Ausbildungspakt im Kompetenzcheck

Im Herbst werden wieder zehntausende Jugendliche ohne Ausbildungsplatz dastehen, wie sogar die Handelskammern einräumen. Die Arbeitgeber setzen darauf, dass die Vermittlung dieses Jahr dennoch besser klappt – dank Kompetenztests

VON ULRIKE WINKELMANN

Vielleicht liegt die Wahrheit ja in der Mitte? „Pakt für Ausbildung scheitert“, titelte gestern die Berliner Zeitung – „Ausbildungspakt bringt erste Erfolge“ das Handelsblatt. Die Wahrheit gibt’s noch gar nicht, erklärte dagegen das Bildungsministerium. „Nicht bestätigen und nicht zurückweisen“ konnte Sprecher Florian Frank die Meldungen: „Die Rechnung wird im Herbst gemacht.“

Im September beginnt das Ausbildungsjahr. Mitte Juni wurde der „Ausbildungspakt „zwischen Regierung und Arbeitgebern geschlossen – doch ob er die Zahl der unversorgten Jugendlichen verringert, ist noch unklar. 30.000 neue Ausbildungsplätze jedes Jahr sagten die Verbände damals zu – ohne freilich die Zahl der Plätze zu nennen, die gleichzeitig abgebaut werden. Im Handelsblatt verkündeten gestern mehrere Großunternehmen, dass sie neue Ausbildungsplätze schaffen wollten: Die Handelskette Metro plus 2 Prozent, Henkel plus 8, Deutsche Bank plus 110 Plätze, Hypo-Vereinsbank plus 200.

Dagegen erklärte der Generalsekretär des Bundesinstituts für Berufsbildung, Helmut Pütz, warum er in der Berliner Zeitung bereits jetzt das Scheitern des Pakts verkündet hat: Ihn treibe „die Besorgnis, dass die Unternehmen sich zurücklehnen“, wenn zu früh positive Zahlen verbreitet würden, sagte Pütz der taz. Man müsse skeptisch bleiben.

Denn: „Wenn Metro jetzt neue Plätze anbietet, heißt das noch lange nicht, dass die für die Jugendlichen auch attraktiv sind. Ein Angebot ist noch kein Vertragsabschluss“, sagte Pütz. Im Übrigen seien es nicht vor allem die Großbanken, sondern die kleinen und mittelständischen Unternehmen, die sich aus der Ausbildung zurückzögen. Auf die aber komme es an.
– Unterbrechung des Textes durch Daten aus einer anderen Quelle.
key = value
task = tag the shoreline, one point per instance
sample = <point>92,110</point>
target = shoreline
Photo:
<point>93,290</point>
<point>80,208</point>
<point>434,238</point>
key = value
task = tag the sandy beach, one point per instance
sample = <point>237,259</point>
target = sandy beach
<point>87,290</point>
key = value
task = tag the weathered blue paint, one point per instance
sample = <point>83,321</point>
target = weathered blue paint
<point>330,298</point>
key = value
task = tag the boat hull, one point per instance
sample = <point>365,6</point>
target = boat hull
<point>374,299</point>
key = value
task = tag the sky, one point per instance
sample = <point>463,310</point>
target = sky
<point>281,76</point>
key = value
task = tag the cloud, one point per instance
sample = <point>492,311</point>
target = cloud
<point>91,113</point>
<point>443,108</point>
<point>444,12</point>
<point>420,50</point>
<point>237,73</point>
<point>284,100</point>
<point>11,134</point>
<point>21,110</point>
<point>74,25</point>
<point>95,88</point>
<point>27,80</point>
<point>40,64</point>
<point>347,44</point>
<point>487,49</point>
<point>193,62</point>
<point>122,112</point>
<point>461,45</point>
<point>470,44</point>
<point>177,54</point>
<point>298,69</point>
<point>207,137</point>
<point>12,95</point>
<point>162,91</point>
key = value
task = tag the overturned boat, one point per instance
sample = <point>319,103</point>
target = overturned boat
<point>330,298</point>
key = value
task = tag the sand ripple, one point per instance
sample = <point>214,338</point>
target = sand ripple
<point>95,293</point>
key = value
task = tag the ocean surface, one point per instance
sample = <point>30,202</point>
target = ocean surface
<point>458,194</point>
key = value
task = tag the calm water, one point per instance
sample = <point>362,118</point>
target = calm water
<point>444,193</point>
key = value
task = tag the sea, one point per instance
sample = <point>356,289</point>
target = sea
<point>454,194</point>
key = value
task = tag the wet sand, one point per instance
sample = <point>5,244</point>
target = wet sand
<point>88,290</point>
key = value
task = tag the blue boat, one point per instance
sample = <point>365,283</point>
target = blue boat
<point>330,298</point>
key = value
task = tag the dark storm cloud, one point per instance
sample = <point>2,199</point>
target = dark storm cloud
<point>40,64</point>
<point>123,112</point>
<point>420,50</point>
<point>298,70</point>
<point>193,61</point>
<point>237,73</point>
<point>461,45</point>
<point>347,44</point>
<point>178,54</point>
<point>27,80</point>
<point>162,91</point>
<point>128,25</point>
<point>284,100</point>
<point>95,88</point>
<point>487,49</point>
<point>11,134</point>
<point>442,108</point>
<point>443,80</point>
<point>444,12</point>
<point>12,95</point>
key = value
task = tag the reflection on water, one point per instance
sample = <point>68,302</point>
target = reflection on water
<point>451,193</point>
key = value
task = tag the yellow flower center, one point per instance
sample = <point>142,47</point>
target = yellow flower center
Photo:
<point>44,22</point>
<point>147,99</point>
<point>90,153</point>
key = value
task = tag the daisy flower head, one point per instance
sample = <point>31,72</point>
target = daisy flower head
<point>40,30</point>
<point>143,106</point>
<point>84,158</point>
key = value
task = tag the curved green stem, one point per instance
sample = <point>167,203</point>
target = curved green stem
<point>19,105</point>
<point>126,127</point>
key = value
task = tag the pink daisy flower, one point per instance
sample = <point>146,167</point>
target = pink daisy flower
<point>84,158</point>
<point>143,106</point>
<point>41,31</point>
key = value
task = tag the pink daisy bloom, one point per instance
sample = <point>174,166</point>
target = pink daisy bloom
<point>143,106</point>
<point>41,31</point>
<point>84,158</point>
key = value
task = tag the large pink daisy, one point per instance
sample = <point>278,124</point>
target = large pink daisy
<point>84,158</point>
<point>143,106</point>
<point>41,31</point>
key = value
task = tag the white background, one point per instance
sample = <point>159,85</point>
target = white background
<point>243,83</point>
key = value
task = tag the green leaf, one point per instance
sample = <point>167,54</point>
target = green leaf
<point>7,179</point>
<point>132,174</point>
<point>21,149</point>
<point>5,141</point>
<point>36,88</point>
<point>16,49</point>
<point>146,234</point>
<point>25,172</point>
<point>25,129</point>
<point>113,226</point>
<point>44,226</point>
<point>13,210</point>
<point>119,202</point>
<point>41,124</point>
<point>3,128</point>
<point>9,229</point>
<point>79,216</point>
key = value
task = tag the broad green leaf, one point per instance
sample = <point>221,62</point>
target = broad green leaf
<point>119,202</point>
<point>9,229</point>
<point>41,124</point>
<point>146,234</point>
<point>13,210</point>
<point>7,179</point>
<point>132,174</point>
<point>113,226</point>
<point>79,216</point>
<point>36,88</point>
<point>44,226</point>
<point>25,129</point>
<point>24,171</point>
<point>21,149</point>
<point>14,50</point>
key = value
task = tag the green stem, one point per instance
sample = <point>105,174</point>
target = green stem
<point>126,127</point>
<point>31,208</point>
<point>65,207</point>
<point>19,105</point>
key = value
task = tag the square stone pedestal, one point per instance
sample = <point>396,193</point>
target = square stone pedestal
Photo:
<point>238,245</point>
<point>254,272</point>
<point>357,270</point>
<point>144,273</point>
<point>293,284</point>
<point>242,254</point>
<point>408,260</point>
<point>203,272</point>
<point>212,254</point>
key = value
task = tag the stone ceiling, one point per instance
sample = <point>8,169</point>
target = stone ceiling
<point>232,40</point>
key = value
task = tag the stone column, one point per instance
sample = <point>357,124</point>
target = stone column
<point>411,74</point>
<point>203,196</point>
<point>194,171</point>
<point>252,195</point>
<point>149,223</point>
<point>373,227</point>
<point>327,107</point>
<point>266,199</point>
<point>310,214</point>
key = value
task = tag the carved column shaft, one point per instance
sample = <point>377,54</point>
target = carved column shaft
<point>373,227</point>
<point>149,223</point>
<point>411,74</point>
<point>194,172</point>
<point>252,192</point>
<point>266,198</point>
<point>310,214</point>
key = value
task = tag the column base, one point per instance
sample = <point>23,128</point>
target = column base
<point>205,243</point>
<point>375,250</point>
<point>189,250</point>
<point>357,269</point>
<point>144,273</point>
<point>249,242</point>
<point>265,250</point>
Mit dem Arbeitsplatzabbau gehe der Abbau der Ausbildungsplätze einher. „Wir rechnen weiterhin mit einem jährlichen Rückgang von 2 bis 3 Prozent“, sagte Pütz. Er vermutet, dass im Herbst wieder 30.000 bis 35.000 Jugendliche ohne Ausbildungsplatz dastehen – plus jene 60.000 bis 65.000 Jugendlichen, die etwa in staatlichen Maßnahmen „Warteschleifen“ ziehen.

Dass es auch in diesem Jahr eine Lehrstellenlücke geben dürfte, bestätigt der Deutsche Industrie- und Handelskammertag sogar. Günter Lambertz, DIHK-Ausbildungsexperte, erklärt jedoch, dass neue Vermittlungsverfahren dennoch einen Unterschied bewirken könnten: Wer nicht sofort eine Stelle bekommt, der geht dann zum „Kompetenzcheck“ bei der Arbeitsagentur und wird „nachvermittelt“ – zum Beispiel auf einen der 25.000 neuen Praktikumsplätze, die ebenfalls im Pakt vorgesehen sind. „Ich bin zuversichtlich, dass wir zum Jahresende besser dastehen als letztes Jahr“, sagte Lambertz der taz.

Es sei zu früh, schon wieder mit dem Gesetz zur Ausbildungsumlage zu drohen, befand gestern die SPD-Linke Andrea Nahles, die ursprünglich für die Umlage eingetreten war. Erst wenn ein Scheitern des Paktes messbar sei, „muss das Gesetz wieder her“, erklärte sie der taz. Die „Umlage“, eine Zwangsabgabe für nicht ausbildende Betriebe, war im Juni aufs Abstellgleis geschoben und durch den freiwilligen Ausbildungspakt ersetzt worden.